The patient is a 27-year-old woman living in the Pikine district in Dakar.
At the time of diagnosis, she presented with a fever with hemorrhagic signs (gingivorrhagia, metrorrhagia). Investigations by a multidisciplinary team are ongoing to document this outbreak.
Crimean-Congo hemorrhagic fever is a widespread disease caused by a tick-borne virus (Nairovirus) of the Bunyaviridae family. The CCHF virus causes severe viral hemorrhagic fever outbreaks, with a case fatality rate of 10–40%.

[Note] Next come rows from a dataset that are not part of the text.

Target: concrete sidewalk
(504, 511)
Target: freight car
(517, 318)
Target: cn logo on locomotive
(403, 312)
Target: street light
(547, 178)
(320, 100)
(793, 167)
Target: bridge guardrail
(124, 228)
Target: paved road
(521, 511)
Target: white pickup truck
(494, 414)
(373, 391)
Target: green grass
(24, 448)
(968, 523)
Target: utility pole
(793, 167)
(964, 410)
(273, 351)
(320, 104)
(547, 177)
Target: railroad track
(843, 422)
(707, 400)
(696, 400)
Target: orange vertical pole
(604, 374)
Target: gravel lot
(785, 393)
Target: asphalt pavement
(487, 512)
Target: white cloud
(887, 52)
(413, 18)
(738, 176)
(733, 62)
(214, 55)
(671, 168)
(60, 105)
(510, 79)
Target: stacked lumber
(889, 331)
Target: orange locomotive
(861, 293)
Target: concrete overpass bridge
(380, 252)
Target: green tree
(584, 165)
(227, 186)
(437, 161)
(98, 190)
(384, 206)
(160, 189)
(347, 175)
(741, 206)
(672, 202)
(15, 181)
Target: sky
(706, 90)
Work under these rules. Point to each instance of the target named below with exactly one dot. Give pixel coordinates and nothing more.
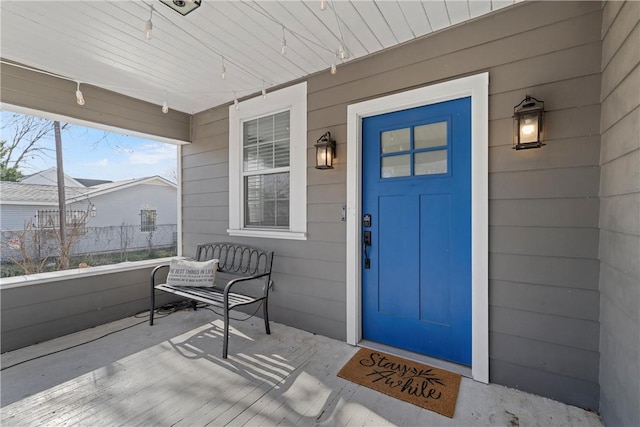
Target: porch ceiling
(102, 43)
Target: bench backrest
(236, 258)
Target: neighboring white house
(113, 216)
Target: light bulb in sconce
(79, 96)
(528, 129)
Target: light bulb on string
(342, 53)
(148, 26)
(79, 96)
(165, 105)
(283, 49)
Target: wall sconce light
(528, 125)
(325, 151)
(183, 7)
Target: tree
(9, 174)
(24, 138)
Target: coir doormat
(428, 387)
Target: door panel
(417, 187)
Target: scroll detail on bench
(237, 263)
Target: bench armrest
(155, 270)
(227, 288)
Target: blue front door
(416, 276)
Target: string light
(148, 25)
(79, 96)
(283, 50)
(342, 53)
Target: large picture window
(268, 165)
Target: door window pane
(395, 140)
(395, 166)
(428, 136)
(430, 162)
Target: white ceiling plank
(247, 49)
(371, 14)
(499, 4)
(458, 10)
(396, 20)
(299, 39)
(416, 17)
(358, 37)
(437, 13)
(102, 43)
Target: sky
(98, 154)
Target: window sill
(74, 273)
(268, 234)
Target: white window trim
(477, 87)
(294, 99)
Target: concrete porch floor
(127, 373)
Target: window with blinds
(266, 171)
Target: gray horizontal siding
(543, 203)
(542, 382)
(619, 246)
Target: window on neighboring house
(76, 221)
(148, 220)
(268, 165)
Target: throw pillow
(183, 272)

Animals become infected by the bite of infected ticks and the virus remains in their bloodstream for about one week after infection, allowing the tick-animal-tick cycle to continue when another tick bites. Although a number of tick genera are capable of becoming infected with CCHF virus, ticks of the genus Hyalomma are the principal vector.
The CCHF virus is transmitted to people either by tick bites or through contact with infected animal blood or tissues during and immediately after slaughter. The majority of cases have occurred in people involved in the livestock industry, such as agricultural workers, slaughterhouse workers and veterinarians. Human-to-human transmission is possible.